BOGOR - PT Kereta Api Indonesia (Persero) atau KAI mengusulkan pengembangan jalur lingkar Bogor sebagai solusi strategis untuk mengantisipasi peningkatan mobilitas masyarakat di wilayah Bogor dan sekitarnya.

Rencana ini disampaikan oleh Direktur Utama KAI, Bobby Rasyidin, dalam pertemuan dengan Wali Kota Bogor, Dedie A. Rachim, di Balai Kota Bogor pada Kamis (20/8/2026).

Jalur lingkar Bogor yang diusulkan akan berfungsi sebagai alternatif penghubung wilayah Depok, Kota Bogor, dan Kabupaten Bogor, melengkapi jalur Bogor Line yang saat ini telah beroperasi.

Bobby Rasyidin menjelaskan bahwa kepadatan perjalanan kereta pada lintas Manggarai hingga Bogor saat ini sudah sangat tinggi, mencapai interval empat menit antar kereta. Kondisi ini membuat penambahan frekuensi perjalanan menjadi sangat sulit.

"Padatnya jalur Manggarai hingga Bogor saat ini hampir mustahil disisipkan dengan jadwal tambahan, karena jarak antarkereta hanya sekitar empat menit sekali," ujar Bobby.

Rencana pengembangan jalur lingkar Bogor ini mencakup wilayah Kota Bogor, Sentul, Cibinong, hingga Parung dan sekitarnya. Saat ini, rencana tersebut masih dalam tahap kajian mendalam.

"Jalur Lingkar Bogor ini sedang kami kaji untuk mengantisipasi naiknya kepadatan penumpang saat ini maupun ke depan," tambahnya.
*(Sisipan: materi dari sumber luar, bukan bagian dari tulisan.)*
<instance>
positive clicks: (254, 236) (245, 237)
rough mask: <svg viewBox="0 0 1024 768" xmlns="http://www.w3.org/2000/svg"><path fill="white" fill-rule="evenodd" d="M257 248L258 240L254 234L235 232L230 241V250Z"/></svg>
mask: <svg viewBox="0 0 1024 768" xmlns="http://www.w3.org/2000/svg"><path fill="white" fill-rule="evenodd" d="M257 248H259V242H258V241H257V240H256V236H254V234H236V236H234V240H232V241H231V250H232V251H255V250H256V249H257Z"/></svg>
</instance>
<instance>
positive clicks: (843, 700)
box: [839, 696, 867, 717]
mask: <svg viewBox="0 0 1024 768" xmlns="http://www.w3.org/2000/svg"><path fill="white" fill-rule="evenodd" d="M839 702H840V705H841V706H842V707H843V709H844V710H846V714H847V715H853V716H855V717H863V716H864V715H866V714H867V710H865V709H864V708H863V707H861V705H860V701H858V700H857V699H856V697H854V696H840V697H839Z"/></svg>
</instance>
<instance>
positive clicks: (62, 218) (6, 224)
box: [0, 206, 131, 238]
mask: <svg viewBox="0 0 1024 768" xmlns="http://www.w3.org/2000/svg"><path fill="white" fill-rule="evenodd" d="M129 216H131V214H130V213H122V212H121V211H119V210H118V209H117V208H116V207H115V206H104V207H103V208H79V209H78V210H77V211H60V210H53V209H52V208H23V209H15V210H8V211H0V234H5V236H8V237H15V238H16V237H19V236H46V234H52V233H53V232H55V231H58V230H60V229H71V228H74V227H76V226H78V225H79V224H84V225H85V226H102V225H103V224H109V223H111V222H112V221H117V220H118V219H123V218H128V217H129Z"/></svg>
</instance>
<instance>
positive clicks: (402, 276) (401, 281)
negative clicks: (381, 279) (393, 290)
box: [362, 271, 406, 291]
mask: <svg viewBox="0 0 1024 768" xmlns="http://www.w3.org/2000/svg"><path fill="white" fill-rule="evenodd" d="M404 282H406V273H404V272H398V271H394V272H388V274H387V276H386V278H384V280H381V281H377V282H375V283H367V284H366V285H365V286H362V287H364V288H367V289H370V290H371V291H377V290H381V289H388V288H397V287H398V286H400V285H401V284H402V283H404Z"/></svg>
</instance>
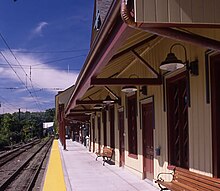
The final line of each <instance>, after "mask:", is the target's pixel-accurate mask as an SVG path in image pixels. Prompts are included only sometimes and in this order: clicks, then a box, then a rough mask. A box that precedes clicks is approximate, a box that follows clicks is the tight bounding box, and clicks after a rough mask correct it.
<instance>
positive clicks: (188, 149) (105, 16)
mask: <svg viewBox="0 0 220 191" xmlns="http://www.w3.org/2000/svg"><path fill="white" fill-rule="evenodd" d="M219 8H220V2H219V1H214V0H213V1H212V0H211V1H200V0H187V1H175V0H172V1H167V0H165V1H156V0H151V1H150V0H120V1H119V0H96V1H95V5H94V17H93V28H92V36H91V46H90V47H91V48H90V51H89V54H88V56H87V59H86V61H85V63H84V65H83V67H82V70H81V71H80V74H79V76H78V79H77V81H76V84H75V85H74V86H72V87H71V88H70V89H68V90H67V91H64V92H63V93H62V94H63V96H64V97H65V96H66V95H67V97H66V98H65V101H64V102H65V103H64V102H62V101H61V102H59V101H57V103H56V109H57V116H59V117H58V118H57V119H58V125H59V135H60V140H61V142H62V144H63V145H64V148H65V147H66V146H65V136H64V132H65V131H64V129H65V126H66V125H67V124H71V123H72V124H74V125H73V128H72V130H71V131H72V134H71V137H73V134H74V131H75V132H80V131H82V130H81V129H82V128H81V127H82V126H87V127H88V137H89V150H90V151H91V152H94V153H95V152H99V151H100V150H101V149H102V148H103V147H104V146H108V147H110V148H113V149H114V153H113V157H112V160H113V161H114V163H115V165H116V166H118V167H120V168H121V167H123V168H126V169H128V170H129V171H131V172H132V173H133V174H135V175H137V176H138V177H139V178H140V179H147V180H149V181H154V180H156V179H157V176H158V174H159V173H161V172H167V173H169V172H171V171H170V170H169V169H167V167H168V166H170V165H172V166H176V167H181V168H183V169H186V170H188V171H190V172H195V173H196V174H202V175H205V176H207V177H211V178H213V180H214V178H220V149H219V146H220V139H219V138H218V135H220V128H219V127H220V108H219V107H218V106H219V104H220V89H219V85H218V82H220V75H219V73H220V54H219V50H220V31H219V27H220V13H219ZM57 97H59V95H58V96H57ZM163 178H164V179H166V180H167V181H169V180H171V179H172V176H170V175H169V174H168V175H165V176H164V177H163Z"/></svg>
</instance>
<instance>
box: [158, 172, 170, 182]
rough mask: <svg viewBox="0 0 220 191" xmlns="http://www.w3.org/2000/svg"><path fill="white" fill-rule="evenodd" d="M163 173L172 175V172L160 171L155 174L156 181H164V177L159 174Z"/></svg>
mask: <svg viewBox="0 0 220 191" xmlns="http://www.w3.org/2000/svg"><path fill="white" fill-rule="evenodd" d="M165 174H168V175H171V176H173V175H174V172H161V173H159V174H158V175H157V180H156V181H162V182H163V181H164V179H163V178H162V177H161V175H165Z"/></svg>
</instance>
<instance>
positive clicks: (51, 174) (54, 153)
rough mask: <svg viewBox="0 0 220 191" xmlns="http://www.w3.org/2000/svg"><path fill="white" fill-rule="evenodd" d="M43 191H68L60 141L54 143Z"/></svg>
mask: <svg viewBox="0 0 220 191" xmlns="http://www.w3.org/2000/svg"><path fill="white" fill-rule="evenodd" d="M43 191H66V186H65V181H64V174H63V169H62V162H61V157H60V151H59V146H58V140H54V141H53V146H52V150H51V154H50V160H49V164H48V168H47V173H46V178H45V182H44V187H43Z"/></svg>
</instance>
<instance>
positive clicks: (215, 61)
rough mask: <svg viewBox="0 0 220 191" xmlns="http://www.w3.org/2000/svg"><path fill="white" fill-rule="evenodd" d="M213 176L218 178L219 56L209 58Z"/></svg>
mask: <svg viewBox="0 0 220 191" xmlns="http://www.w3.org/2000/svg"><path fill="white" fill-rule="evenodd" d="M210 69H211V70H210V71H211V99H212V101H211V102H212V104H211V106H212V148H213V149H212V156H213V175H214V177H217V178H220V138H219V135H220V107H219V106H220V85H219V82H220V55H216V56H212V57H211V68H210Z"/></svg>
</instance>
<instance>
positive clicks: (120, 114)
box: [118, 111, 125, 167]
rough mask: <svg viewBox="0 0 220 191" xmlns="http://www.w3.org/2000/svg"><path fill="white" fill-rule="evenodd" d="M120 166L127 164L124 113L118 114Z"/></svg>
mask: <svg viewBox="0 0 220 191" xmlns="http://www.w3.org/2000/svg"><path fill="white" fill-rule="evenodd" d="M118 128H119V153H120V164H119V165H120V166H122V167H123V166H124V164H125V143H124V141H125V140H124V112H123V111H119V112H118Z"/></svg>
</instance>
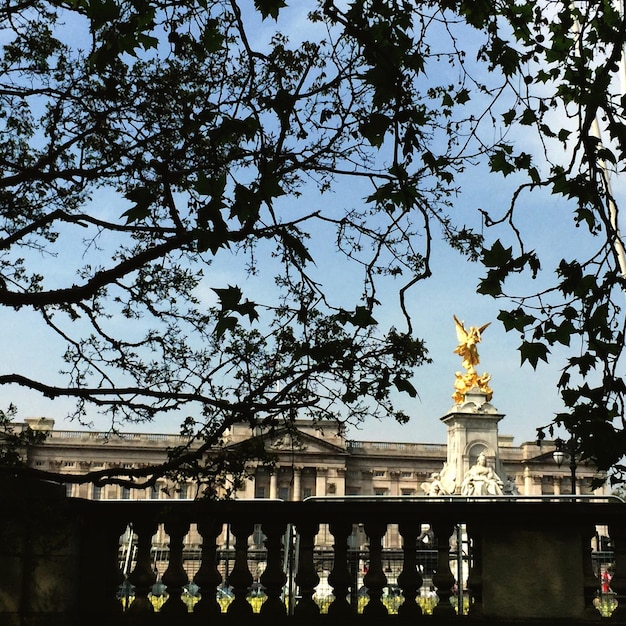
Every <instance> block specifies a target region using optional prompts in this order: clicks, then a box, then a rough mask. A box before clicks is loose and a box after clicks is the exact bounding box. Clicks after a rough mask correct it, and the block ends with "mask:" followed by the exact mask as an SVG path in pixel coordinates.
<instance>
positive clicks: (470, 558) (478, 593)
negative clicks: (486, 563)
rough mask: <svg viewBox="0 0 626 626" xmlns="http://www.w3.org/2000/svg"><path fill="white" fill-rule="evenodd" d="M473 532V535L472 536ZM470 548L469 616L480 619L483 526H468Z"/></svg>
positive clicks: (469, 578)
mask: <svg viewBox="0 0 626 626" xmlns="http://www.w3.org/2000/svg"><path fill="white" fill-rule="evenodd" d="M470 532H471V535H470ZM467 535H468V539H469V541H468V546H469V551H470V554H469V560H468V562H469V576H468V578H467V593H468V594H469V598H470V605H469V614H470V615H471V616H476V617H480V616H482V615H483V535H482V525H478V524H477V525H476V526H473V525H471V524H468V525H467Z"/></svg>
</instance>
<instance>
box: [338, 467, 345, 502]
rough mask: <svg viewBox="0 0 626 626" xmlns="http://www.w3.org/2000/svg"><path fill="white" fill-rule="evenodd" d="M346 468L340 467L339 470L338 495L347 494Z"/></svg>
mask: <svg viewBox="0 0 626 626" xmlns="http://www.w3.org/2000/svg"><path fill="white" fill-rule="evenodd" d="M346 473H347V471H346V468H345V467H340V468H339V469H338V470H337V495H338V496H345V495H346Z"/></svg>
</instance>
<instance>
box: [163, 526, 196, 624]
mask: <svg viewBox="0 0 626 626" xmlns="http://www.w3.org/2000/svg"><path fill="white" fill-rule="evenodd" d="M165 532H166V533H167V534H168V535H169V538H170V542H169V547H170V558H169V562H168V564H167V569H166V570H165V572H164V574H163V579H162V580H163V584H165V585H167V593H168V595H169V598H168V599H167V600H166V601H165V604H164V605H163V606H162V608H161V613H163V614H164V615H167V616H168V617H180V616H184V615H187V613H188V612H189V611H188V609H187V605H186V604H185V603H184V602H183V600H182V598H181V595H182V593H183V587H184V586H185V584H186V583H187V582H188V580H189V579H188V578H187V572H186V571H185V568H184V567H183V547H184V539H185V535H186V534H187V533H188V532H189V521H187V520H182V519H180V518H177V517H174V516H172V517H170V518H168V519H166V521H165Z"/></svg>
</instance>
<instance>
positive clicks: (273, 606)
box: [260, 521, 287, 616]
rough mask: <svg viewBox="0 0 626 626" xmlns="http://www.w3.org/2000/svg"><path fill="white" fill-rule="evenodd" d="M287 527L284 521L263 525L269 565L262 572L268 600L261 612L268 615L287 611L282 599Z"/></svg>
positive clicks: (262, 583) (264, 522)
mask: <svg viewBox="0 0 626 626" xmlns="http://www.w3.org/2000/svg"><path fill="white" fill-rule="evenodd" d="M286 529H287V523H286V522H284V521H269V522H263V526H262V530H263V534H264V535H265V537H266V539H265V547H266V548H267V567H266V568H265V571H264V572H263V573H262V574H261V578H260V580H261V584H262V585H263V586H264V587H265V593H266V594H267V600H265V602H264V603H263V604H262V606H261V614H263V615H266V616H280V615H285V613H286V612H287V611H286V609H285V605H284V603H283V601H282V600H281V593H282V590H283V587H284V585H285V582H286V581H287V576H285V573H284V572H283V567H282V560H281V548H282V538H283V537H284V535H285V530H286Z"/></svg>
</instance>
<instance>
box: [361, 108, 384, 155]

Pengembangan jaringan transportasi kereta api ini merupakan bagian dari upaya KAI untuk meningkatkan kualitas layanan dan menyediakan pilihan mobilitas yang lebih baik bagi masyarakat di kawasan Bogor Raya.

Menanggapi usulan tersebut, Wali Kota Bogor, Dedie A. Rachim, menyambut baik rencana kajian jalur lingkar Bogor.